Operating systems used in spacecraft?

#41 November 18th 03, 08:26 PM

"Keith F. Lynch" wrote in message
The three computers would have different hardware, designed on
different principles by different people. And they'd be running
different software, designed on different principles by different
people.

I have worked in software development for 10 years, and the *only* to
keep bugs manageable is reduce the complexity of the code. Lots of
versions of the same thing is only going to make matters worse, not
better. A literature review on fault tolerant software shows that
n-version software is generally not very usefully or reliable. The key
to good software is complete testing of the software, not lots of
versions. More unit tests than you can shake a stick at, and white box
testing as well (check for coverage etc.).

Software is deterministic, if your test are complete then you doing
need to wonder about 'what if' situations, you test them first.

Hardware is a different story. But then you can redundant hardware
without the need for n-versions of software.

Greg

#42 November 18th 03, 10:59 PM

"Keith F. Lynch" writes:

"Keith F. Lynch" wrote:
Each action will take place as soon as two of the three computers
decide it should happen.

"rk" wrote:
Then two of the computers will decide that the computer that is 100
ms late (which is a looooooooong time) died and vote it off the island.
Then the next two will quickly decide that each other has failed.

My idea was that no computer would ever be "voted off the island".
All three would continue to vote on each action. If they're slightly
out of sync, no problem. Each action takes place when two vote to
do it. If one fails completely, and consistently votes for bogus
actions, or fails to vote at all, no problem, so long as the other
two keep working.

The three computers would have different hardware, designed on
different principles by different people.

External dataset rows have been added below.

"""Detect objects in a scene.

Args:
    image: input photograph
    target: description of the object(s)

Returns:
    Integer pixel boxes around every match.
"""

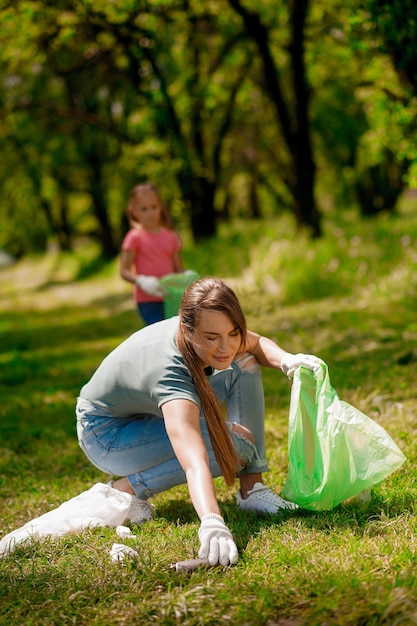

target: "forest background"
[0,0,417,259]
[0,0,417,626]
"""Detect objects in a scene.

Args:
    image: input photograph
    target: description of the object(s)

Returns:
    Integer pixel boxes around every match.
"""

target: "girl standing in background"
[120,183,184,324]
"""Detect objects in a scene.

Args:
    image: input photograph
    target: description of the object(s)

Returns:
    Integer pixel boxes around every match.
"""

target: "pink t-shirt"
[122,228,181,302]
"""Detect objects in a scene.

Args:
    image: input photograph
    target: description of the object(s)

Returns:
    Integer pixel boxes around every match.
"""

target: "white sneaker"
[236,483,300,515]
[126,496,153,524]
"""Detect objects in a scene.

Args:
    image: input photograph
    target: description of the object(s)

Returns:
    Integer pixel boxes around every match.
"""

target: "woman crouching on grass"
[77,278,318,565]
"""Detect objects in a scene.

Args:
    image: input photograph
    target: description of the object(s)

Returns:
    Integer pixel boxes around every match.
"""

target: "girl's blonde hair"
[178,278,247,485]
[126,183,173,230]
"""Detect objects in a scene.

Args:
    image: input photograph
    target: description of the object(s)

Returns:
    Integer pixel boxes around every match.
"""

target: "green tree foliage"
[0,0,417,258]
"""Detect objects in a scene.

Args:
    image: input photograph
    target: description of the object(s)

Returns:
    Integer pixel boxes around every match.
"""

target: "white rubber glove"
[135,274,164,298]
[281,352,321,378]
[198,513,238,565]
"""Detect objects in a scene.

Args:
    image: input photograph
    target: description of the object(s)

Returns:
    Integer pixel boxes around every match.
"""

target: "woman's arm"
[247,330,288,369]
[120,250,136,283]
[162,400,221,519]
[247,331,321,378]
[174,250,184,274]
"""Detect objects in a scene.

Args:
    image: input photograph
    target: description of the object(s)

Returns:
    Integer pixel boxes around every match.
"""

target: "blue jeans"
[76,362,268,499]
[137,302,165,326]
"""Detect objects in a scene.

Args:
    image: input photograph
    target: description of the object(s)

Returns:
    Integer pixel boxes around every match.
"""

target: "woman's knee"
[232,422,255,444]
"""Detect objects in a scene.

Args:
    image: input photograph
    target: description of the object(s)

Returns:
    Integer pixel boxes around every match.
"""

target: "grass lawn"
[0,204,417,626]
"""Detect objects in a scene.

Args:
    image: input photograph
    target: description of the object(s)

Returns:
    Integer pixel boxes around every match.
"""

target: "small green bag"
[159,270,199,318]
[282,361,406,511]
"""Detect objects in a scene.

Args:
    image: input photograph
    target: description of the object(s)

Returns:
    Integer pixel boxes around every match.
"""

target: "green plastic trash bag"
[282,361,406,511]
[159,270,198,318]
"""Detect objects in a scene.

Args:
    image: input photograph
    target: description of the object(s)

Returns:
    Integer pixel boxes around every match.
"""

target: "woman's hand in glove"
[135,274,164,298]
[281,352,321,378]
[198,513,238,565]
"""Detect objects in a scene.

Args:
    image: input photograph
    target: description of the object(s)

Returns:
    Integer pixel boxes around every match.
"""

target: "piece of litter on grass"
[110,543,139,562]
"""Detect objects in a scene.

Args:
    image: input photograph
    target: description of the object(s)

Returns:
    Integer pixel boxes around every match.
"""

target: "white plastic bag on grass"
[0,483,133,558]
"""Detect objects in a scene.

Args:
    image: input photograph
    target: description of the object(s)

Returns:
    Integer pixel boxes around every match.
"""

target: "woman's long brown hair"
[178,278,247,485]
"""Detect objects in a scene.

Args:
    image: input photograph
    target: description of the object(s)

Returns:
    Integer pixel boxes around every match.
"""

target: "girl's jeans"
[76,358,268,499]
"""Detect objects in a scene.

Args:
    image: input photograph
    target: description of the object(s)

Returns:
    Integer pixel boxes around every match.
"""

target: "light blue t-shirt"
[80,317,201,417]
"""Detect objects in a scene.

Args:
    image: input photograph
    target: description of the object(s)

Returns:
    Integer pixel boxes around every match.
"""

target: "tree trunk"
[229,0,321,237]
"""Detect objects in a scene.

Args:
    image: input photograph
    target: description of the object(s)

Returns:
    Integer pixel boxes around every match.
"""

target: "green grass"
[0,204,417,626]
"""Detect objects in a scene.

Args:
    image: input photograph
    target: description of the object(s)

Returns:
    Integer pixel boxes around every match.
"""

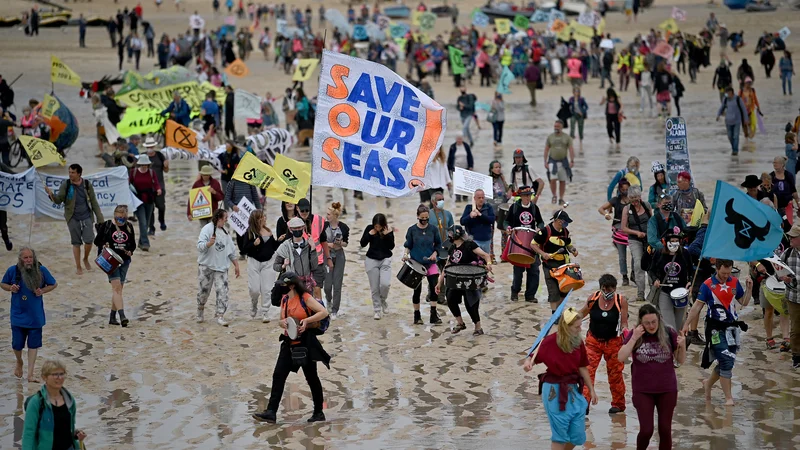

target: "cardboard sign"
[189,186,212,220]
[453,167,494,198]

And they'd be running
different software, designed on different principles by different
people.

And possibly coming up with three completely different solutions
to the same problem.

E.g, roll control on an Ariane 4 is accomplished by thrust vectoring
the main engines, of which there are four and of which only two need
be canted to null out any particular roll torque.

If computer X decides, on the basis of some second-order effect, to
cant engines 1 & 3 one degree each, computer Y decides to cant engines
2 & 4 one degree each, and computer Z decides to cant all four engines
half a degree each, which engines move and how much?

--
*John Schilling * "Anything worth doing, *
*Member:AIAA,NRA,ACLU,SAS,LP * is worth doing for money" *
*Chief Scientist & General Partner * -13th Rule of Acquisition *
*White Elephant Research, LLC * "There is no substitute *
* for success" *
*661-951-9107 or 661-275-6795 * -58th Rule of Acquisition *

#43 November 19th 03, 08:32 AM

http://66.113.195.245/richcontent/Re...cy/tmr_simplex
jpg

I take it that the MTBF used to normalize time in that diagram is the MTBF
of the simplex, right?

I can understand TMR with spare - what is TMR/simplex?

Jan

#44 November 19th 03, 08:36 AM

A literature review on fault tolerant software shows that
n-version software is generally not very usefully or reliable.

A literature review would show that there some people that strongly
disagree with that position:

http://www.leshatton.org/Documents/Nver_1297.pdf

Indeed, Airbus does, and even the FAA has certified its products for use
in the USA...so the characterization as "not very useful or reliable" is
likely incorrect.

Jan

#45 November 19th 03, 09:25 PM

"rk" wrote in
...
th wrote:

"rk" wrote in
...
I think that whole strategy is bad; which is why it wasn't
done. That algorithm falls apart early and continues to fall
apart. Best to just not do that rather than patch it up.

If I was down to two computers running together in general I
would run them both. That gives you some level of error
detection. But it does of course double the probability of a
failure. What is interesting is that for long mission (long
compared to MTBF) TMR has lower reliability than simplex.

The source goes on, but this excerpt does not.